Factory Function doesn’t update output?

Hi, I’m new to JS and coding in general. Trying to get a better grasp of objects and factory functions. Can someone help explain why the factory function below doesn’t update the output when a property is changed?

//this is a factory function. it is a function that returns a new object
function circleArea(radius = 10) {
    return {
        radius: radius,
        get area(){
            return radius ** 2 * Math.PI;
        },
    };
};

// this is an object made from Factory function 
const a = circleArea(12);
console.log(a); 

a.radius = 10;
console.log(a.area);
//this function doesn't update the area when radius is changed

In the function radius is always 12 in the getter because that is what it was created with.
It’s not referring to the radius in the object returned. To reference the object use this.radius in the getter and it works.

3 Likes

Hii~
You gotta use this to reference the object
H

Thank you so much!

This is helping me understand better. I needed it to reference the new parameter of the object by calling “this”. Here is the amended code that works for anyone’s reference.

//this is a factory function. it is a function that returns a new object
function circleArea(radius = 10) {
    return {
        radius: radius,
        get area(){
            return this.radius ** 2 * Math.PI;
        },
    };
};

// this is an object made from Factory function 
const a = circleArea(12);
console.log(`radius of ${a.radius} = ${a.area}`); 

//this changes the radius and returns a new area 
a.radius = 10;
console.log(`radius of ${a.radius} = ${a.area}`); 

The issue here is that the whole point of a factory function is to protect that variable, and to provide accessors to and from it. Objects in javascript traditionally don’t support private properties, so factories are a great workaround.
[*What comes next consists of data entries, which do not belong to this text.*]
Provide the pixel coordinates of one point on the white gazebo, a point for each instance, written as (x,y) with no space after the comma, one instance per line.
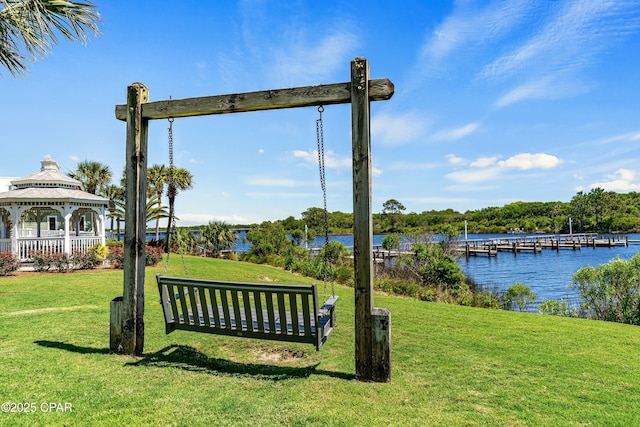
(49,212)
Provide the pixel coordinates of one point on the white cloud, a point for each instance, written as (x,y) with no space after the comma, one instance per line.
(331,160)
(458,133)
(483,162)
(622,180)
(489,168)
(189,219)
(469,25)
(455,160)
(266,181)
(474,175)
(309,59)
(524,161)
(397,129)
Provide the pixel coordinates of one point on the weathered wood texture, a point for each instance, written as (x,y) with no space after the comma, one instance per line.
(132,312)
(337,93)
(381,336)
(362,217)
(267,311)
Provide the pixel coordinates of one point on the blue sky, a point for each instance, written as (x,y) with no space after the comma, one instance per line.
(496,101)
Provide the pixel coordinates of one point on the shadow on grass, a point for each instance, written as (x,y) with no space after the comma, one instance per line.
(72,347)
(189,359)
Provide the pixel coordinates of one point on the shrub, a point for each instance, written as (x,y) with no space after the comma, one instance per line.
(84,261)
(41,261)
(115,257)
(61,262)
(519,295)
(99,251)
(153,255)
(8,263)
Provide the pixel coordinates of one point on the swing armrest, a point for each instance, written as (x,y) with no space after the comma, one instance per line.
(328,305)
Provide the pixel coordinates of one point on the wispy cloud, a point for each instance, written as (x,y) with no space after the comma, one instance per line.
(266,181)
(457,133)
(331,160)
(308,59)
(622,180)
(525,161)
(468,25)
(489,168)
(571,38)
(397,129)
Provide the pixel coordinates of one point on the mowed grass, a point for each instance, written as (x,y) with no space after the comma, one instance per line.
(451,365)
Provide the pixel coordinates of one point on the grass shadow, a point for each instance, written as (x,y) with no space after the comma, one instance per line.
(72,347)
(190,359)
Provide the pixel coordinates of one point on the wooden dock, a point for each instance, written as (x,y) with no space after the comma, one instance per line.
(536,243)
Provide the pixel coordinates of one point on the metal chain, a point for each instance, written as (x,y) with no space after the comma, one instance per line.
(172,226)
(323,184)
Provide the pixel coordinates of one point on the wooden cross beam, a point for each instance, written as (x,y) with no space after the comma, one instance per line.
(306,96)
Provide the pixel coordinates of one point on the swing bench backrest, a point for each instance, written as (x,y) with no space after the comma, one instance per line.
(264,311)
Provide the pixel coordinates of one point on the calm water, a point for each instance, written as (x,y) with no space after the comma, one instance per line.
(548,274)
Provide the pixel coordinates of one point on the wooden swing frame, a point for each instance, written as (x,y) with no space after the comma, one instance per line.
(372,325)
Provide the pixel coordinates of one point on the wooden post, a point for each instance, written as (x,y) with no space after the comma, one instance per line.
(369,367)
(127,312)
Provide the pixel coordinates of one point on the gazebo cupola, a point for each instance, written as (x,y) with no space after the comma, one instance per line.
(50,212)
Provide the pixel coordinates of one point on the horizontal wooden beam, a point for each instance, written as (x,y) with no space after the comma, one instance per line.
(337,93)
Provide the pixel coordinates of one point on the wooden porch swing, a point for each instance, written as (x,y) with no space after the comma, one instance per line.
(198,301)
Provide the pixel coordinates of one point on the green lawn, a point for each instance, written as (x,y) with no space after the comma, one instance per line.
(452,365)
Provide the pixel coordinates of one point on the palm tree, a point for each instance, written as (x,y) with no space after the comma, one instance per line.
(218,236)
(179,179)
(113,193)
(92,175)
(157,176)
(29,28)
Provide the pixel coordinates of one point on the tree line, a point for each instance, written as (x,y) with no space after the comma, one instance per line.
(596,211)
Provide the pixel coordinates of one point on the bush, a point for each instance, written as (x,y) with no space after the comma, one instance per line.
(153,255)
(61,262)
(115,257)
(85,261)
(41,261)
(519,295)
(8,263)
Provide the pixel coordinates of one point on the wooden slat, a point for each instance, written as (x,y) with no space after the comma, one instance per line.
(237,315)
(257,299)
(172,299)
(205,308)
(272,319)
(293,303)
(306,96)
(183,305)
(306,315)
(214,307)
(195,312)
(225,309)
(247,310)
(282,310)
(292,309)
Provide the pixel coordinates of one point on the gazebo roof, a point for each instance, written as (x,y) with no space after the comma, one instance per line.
(49,184)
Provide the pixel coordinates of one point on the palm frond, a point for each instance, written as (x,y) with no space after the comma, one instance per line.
(33,26)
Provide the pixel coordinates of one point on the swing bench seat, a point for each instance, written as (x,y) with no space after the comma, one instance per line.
(265,311)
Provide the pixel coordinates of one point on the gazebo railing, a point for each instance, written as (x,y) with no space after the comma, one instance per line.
(49,246)
(26,247)
(83,243)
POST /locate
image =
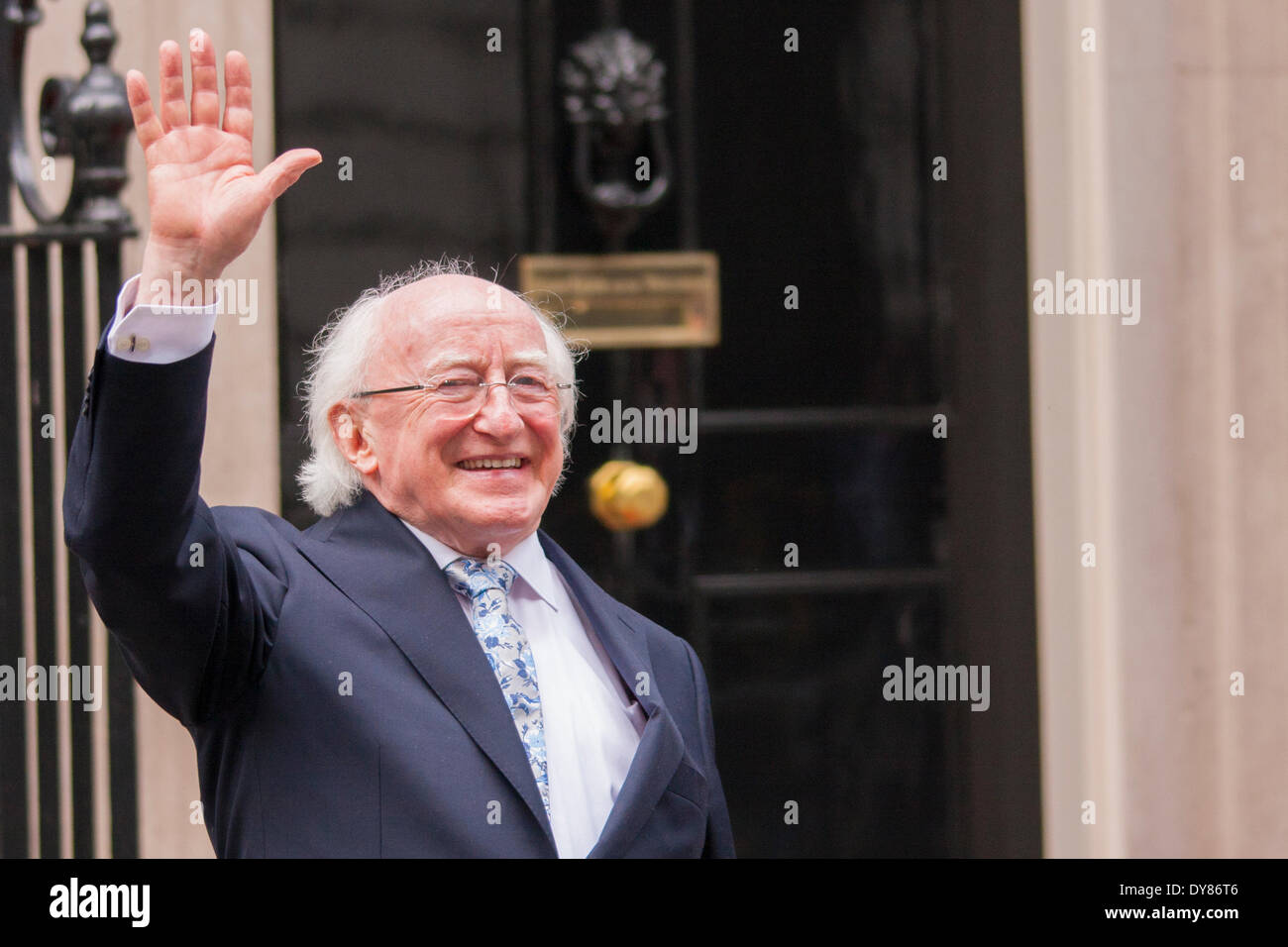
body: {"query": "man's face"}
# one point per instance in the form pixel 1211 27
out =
pixel 424 458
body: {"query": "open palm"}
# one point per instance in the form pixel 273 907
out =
pixel 205 198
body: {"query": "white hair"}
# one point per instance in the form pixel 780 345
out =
pixel 338 367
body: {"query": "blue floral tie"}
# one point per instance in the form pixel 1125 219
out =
pixel 485 585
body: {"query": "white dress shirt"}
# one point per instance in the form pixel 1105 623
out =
pixel 590 718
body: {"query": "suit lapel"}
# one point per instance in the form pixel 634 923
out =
pixel 385 571
pixel 661 745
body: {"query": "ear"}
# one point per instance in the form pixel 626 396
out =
pixel 353 440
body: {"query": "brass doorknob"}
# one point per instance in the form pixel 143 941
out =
pixel 625 495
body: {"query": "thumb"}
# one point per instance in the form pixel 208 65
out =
pixel 287 169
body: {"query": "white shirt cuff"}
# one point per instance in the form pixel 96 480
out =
pixel 159 334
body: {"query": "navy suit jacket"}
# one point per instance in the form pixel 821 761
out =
pixel 252 651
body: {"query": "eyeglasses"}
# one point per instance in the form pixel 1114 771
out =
pixel 465 393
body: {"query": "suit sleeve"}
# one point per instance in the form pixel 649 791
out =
pixel 719 828
pixel 193 613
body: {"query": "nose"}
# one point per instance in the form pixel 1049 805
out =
pixel 497 415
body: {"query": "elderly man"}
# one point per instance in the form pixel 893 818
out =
pixel 421 672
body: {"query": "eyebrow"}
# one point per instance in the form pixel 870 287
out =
pixel 455 360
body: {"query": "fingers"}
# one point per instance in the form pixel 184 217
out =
pixel 174 108
pixel 237 108
pixel 146 120
pixel 287 169
pixel 205 78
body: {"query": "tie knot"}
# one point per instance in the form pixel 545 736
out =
pixel 475 577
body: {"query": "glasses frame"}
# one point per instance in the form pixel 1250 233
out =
pixel 429 386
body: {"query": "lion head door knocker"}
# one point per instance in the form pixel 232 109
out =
pixel 613 97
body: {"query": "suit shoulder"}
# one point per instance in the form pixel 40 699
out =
pixel 661 642
pixel 252 526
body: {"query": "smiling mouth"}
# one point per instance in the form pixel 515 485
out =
pixel 490 464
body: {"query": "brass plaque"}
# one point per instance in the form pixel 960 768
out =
pixel 629 300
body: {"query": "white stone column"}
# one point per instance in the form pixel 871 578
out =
pixel 1128 175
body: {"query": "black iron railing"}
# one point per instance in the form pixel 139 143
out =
pixel 88 120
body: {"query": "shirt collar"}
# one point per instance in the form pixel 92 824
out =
pixel 528 561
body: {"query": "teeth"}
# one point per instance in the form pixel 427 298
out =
pixel 487 463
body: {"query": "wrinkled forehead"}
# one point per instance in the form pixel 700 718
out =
pixel 462 311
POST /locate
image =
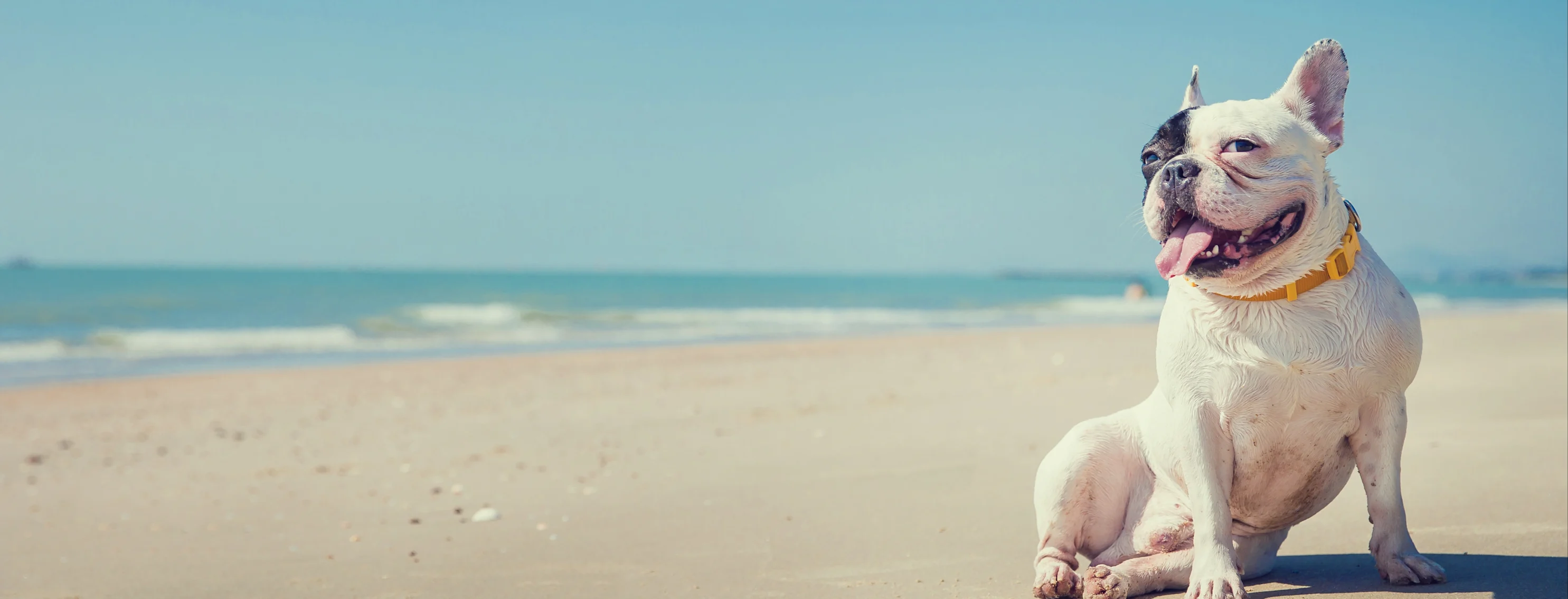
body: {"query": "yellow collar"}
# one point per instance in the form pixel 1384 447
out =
pixel 1338 264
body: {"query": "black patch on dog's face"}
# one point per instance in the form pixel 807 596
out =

The same factory that doesn’t expose the radius directly can be defined like this:

function circleArea(radius=10){
  // here, we have a variable radius.
  return {
    get radius(){
      // This is accessing the variable inside the closure
      return radius;
    }
    set radius(value){
      // by defining a setter method on our object, we can "gatekeep" for
      //  our private variables, like radius. In this case, we error for a
      //  negative value.     
      if(value<0) throw new Error("Negative radius not supported, bud.");
      radius=value;
    }
    get area(){
      // again, we simply access the variable, *not* the object property!
      return radius ** 2 * Math.PI;
    }
}

const a = circleArea(12);

console.log(`Radius of a: ${a.radius}, area: ${a.area}`);
// we are using the getter on the right, and the setter on the left!
a.radius = a.radius*1.5; 

console.log(`Radius of a: ${a.radius}, area: ${a.area}`);

So we define getters and setters for radius. And from the outside, it looks like a property on our object - but in our object definition, we can see that we are using these as privileged methods to get a private variable within our factory.

1 Like

First, thanks a lot for the thoughtful reply Tobias.

This makes a lot of sense and fits in with what I’m learning about abstraction.

If implemented in ECMA6, I understand the same outcome can be achieved with class and weak maps . Am I on the right concept?

… Typed on mobile. Forgrive any spelling hiccups :wink:

1 Like

No worries, and yes you’re exactly right. Symbols and weakMaps can provide much the same result.

The advantage to pure factories over objects, for me, is the explicit structure of a scope tree over the slippery nature of context. The this reference can change, not only based on where you call it from, but what you call it on [lexical context vs execution context].

A great discussion on balancing functional and object oriented coding has been assembled by Eric Elliott. A series of Medium blog posts have become the book Composing Software, well worth the read.